Por Patricia Zorro Arellano.
Hace poco me encontré con un texto de Álvaro Restrepo (director del Colegio del Cuerpo) titulado: Cultura en la era del posconflicto.
Restrepo toma como punto de partida la definición que hace la UNESCO sobre Cultura y la cita textualmente para luego tratar de entenderla como a una persona con cuerpo y con alma.
“Cultura es el conjunto de los rasgos distintivos, espirituales y materiales, intelectuales y afectivos que caracterizan a una sociedad o un grupo social” Más adelante dice: “La cultura hace de nosotros seres específicamente humanos, racionales, críticos y éticamente comprometidos. A través de ella el hombre se expresa, toma conciencia de sí mismo, se reconoce como un proyecto inacabado, pone en cuestión sus propias realizaciones, busca incansablemente nuevas significaciones, y crea obras que lo trascienden”.
Ésta es la definición que Restrepo toma como punto de partida para su comparación e imagino entonces que las diferentes expresiones artísticas se asimilan al cuerpo y su contenido al alma. Esas expresiones como la danza, el teatro, la pintura, la escultura y la música y que tienen el enorme poder de generar reflexión en torno a todos los temas que atañen al ser humano.
He tenido la feliz experiencia de ver los cambios positivos que se generan en torno a la música, con canciones cuyo contenido hablan de lo que somos, de nuestros miedos, del perdón, de nuestra historia y de la enorme necesidad de sensibilizarnos frente al dolor humano.
Es sorprendente ver cómo las iniciativas particulares o de empresas que trabajan por el fortalecimiento de la cultura, mueven el mundo con actividades que invitan a la reflexión y aportan a la paz. En lo personal, realicé hace algunos años el festival Canto con Amor en el que niñas y niños que le cantan a Colombia, nos deleitaron con su enorme talento y con canciones llenas de mensajes de tolerancia y reconciliación.
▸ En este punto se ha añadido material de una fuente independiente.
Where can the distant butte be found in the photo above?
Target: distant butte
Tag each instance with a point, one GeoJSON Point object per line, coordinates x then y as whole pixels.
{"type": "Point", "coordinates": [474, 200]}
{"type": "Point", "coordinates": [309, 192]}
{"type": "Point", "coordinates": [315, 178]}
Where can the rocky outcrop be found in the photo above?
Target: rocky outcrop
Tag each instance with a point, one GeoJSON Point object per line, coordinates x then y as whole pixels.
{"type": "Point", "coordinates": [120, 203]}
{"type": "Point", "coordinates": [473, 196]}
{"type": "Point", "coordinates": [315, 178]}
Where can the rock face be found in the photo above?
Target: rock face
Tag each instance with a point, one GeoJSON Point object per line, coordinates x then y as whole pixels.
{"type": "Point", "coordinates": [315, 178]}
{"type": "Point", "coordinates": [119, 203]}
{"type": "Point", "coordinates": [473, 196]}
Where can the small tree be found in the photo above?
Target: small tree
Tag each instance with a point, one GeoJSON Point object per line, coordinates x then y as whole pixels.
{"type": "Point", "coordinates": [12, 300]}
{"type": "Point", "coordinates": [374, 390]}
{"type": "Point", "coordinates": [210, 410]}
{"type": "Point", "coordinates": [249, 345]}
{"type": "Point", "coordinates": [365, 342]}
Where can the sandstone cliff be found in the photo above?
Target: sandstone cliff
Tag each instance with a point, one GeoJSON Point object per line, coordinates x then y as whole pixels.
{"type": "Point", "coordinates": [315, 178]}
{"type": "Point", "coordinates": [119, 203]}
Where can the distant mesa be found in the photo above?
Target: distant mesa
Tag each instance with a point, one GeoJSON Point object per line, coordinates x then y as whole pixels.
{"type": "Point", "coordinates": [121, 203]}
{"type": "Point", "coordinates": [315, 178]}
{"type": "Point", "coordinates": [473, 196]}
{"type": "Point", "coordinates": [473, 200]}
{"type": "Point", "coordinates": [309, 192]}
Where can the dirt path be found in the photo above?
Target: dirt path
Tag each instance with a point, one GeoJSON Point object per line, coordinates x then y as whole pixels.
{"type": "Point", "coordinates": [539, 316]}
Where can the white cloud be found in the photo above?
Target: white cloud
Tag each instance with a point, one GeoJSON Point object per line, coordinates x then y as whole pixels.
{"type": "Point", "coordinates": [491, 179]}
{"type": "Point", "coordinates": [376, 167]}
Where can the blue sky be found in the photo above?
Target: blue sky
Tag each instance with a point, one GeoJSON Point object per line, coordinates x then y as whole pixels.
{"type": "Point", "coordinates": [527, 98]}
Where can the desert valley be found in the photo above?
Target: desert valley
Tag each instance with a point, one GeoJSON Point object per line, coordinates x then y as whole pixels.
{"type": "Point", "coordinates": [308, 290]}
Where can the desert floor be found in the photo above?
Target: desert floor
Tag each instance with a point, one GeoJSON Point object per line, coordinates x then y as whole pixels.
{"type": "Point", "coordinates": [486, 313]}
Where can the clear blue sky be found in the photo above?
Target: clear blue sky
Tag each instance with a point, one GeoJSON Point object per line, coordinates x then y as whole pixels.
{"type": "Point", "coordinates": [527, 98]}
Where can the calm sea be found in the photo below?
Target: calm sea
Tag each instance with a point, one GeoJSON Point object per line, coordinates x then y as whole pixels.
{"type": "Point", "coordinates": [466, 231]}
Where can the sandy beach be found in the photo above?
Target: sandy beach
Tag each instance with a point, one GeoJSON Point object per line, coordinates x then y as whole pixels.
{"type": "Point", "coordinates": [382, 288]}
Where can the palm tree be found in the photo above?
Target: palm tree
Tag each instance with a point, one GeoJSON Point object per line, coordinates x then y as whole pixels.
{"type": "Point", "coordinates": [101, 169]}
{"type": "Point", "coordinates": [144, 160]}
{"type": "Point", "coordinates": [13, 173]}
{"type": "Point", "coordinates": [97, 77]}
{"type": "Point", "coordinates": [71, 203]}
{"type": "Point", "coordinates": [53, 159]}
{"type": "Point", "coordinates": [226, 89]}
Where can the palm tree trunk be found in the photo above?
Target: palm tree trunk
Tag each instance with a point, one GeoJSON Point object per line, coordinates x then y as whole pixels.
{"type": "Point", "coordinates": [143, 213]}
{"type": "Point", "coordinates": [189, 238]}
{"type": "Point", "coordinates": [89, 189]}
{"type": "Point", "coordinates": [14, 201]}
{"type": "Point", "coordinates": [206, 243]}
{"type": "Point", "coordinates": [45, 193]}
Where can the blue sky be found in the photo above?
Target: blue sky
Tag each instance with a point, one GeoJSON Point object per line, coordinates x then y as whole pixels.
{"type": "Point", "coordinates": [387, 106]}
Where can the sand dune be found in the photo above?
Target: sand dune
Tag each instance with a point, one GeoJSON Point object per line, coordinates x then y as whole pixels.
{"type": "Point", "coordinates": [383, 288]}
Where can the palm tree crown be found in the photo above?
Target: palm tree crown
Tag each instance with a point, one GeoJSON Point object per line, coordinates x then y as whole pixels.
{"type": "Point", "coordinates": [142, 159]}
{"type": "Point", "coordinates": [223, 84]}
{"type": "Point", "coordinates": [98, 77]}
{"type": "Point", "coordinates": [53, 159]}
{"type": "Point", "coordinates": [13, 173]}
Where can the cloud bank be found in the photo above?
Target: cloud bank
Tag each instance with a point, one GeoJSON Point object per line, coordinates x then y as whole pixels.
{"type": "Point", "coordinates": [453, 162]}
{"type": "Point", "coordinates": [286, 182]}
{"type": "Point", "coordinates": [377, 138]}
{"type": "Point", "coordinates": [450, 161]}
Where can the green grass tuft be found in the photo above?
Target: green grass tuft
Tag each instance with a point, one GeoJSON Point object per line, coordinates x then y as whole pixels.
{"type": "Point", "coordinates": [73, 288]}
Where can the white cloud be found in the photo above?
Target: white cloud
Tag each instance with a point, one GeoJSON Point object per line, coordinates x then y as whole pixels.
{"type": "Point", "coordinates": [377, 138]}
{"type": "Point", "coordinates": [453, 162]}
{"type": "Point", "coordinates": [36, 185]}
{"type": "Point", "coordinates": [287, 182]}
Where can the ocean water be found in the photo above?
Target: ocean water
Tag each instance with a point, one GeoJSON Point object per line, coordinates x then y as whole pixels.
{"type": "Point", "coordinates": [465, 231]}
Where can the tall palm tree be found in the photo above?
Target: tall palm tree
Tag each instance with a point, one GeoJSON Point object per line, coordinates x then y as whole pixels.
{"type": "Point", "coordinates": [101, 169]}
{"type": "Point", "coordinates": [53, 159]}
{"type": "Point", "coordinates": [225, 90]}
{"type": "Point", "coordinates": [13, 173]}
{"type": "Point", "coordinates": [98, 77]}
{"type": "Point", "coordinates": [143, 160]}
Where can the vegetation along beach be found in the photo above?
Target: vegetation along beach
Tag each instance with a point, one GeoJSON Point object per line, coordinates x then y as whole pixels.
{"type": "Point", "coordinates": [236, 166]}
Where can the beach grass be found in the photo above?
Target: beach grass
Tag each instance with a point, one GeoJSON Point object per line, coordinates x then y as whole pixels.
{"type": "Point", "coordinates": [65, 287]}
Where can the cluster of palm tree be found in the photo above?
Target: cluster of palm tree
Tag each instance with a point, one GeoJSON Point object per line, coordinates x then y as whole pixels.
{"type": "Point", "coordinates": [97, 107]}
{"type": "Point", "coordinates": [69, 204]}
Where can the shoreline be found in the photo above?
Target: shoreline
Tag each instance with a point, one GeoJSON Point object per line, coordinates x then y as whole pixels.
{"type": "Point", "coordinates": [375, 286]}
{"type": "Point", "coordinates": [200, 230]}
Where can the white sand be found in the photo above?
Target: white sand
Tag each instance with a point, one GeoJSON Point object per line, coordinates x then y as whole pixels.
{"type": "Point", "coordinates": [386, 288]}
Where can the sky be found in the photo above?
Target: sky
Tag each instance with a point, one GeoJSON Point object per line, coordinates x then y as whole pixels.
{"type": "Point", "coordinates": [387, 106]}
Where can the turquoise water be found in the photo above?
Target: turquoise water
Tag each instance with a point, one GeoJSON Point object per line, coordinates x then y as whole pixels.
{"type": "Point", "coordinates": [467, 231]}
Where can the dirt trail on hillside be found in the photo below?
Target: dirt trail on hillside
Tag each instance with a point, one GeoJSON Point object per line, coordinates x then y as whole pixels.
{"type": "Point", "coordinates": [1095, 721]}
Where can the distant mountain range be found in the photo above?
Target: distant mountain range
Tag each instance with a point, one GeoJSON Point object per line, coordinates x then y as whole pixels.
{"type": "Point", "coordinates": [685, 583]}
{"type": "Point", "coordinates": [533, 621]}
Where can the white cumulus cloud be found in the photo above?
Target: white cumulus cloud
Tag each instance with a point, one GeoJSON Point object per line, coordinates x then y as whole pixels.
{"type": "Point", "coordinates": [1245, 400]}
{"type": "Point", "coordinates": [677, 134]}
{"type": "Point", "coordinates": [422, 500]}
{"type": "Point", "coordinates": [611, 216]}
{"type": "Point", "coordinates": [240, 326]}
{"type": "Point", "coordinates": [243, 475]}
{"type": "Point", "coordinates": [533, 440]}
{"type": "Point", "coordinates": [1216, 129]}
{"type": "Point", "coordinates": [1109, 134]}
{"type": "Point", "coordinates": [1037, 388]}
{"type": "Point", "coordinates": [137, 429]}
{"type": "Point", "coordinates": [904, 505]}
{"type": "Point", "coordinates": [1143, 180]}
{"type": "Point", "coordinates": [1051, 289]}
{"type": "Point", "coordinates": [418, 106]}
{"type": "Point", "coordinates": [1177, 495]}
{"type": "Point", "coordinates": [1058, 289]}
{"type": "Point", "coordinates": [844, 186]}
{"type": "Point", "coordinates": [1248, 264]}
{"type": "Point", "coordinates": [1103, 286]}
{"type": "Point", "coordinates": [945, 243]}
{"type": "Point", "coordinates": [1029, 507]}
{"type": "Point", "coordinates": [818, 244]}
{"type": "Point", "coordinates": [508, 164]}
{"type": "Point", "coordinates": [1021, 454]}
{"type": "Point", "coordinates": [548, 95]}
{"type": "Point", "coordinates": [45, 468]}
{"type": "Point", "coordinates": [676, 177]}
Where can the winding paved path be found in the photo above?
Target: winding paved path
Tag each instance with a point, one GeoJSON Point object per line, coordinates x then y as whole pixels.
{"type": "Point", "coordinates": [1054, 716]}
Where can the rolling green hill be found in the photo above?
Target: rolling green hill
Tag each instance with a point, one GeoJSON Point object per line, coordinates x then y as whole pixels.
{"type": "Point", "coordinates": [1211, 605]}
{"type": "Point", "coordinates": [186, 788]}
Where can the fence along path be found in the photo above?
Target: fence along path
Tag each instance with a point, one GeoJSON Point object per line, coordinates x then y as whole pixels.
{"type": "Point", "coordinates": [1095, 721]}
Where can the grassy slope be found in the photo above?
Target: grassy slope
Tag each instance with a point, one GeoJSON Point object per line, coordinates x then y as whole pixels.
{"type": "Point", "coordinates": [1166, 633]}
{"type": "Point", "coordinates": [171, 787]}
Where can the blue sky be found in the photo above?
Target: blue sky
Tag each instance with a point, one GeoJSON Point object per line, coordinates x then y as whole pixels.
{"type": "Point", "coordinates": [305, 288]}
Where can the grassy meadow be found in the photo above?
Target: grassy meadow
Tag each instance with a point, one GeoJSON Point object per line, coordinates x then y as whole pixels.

En estos encuentros, muchos de los asistentes me comentaban que después de escuchar los mensajes que les dejaba nuestra bella música colombiana, habían reflexionado sobre lo que podrían hacer para convertirse en generadores de paz.
Muchas de las letras de esas canciones invitan a pensar en la guerra y sus muertos, el desplazamiento, el perdón, la tierra y la voluntad de muchos para salir adelante y enfrentar el futuro; por ejemplo, hay un bambuco magnífico de la autoría de Eugenio Arellano que se titula “Hay Que Sacar al Diablo”, y que en una de sus estrofas dice:
“Que suenen explosiones de inteligencia, sobre el herido vientre de mi país, que el pueblo desde niño tome consciencia, que la violencia no lleva a un fin. Aunque ya se haya dicho, bueno es decirlo, hay que parar la guerra con la canción, porque solo el bambuco tiene permiso, de hacer llorar el alma de la emoción”.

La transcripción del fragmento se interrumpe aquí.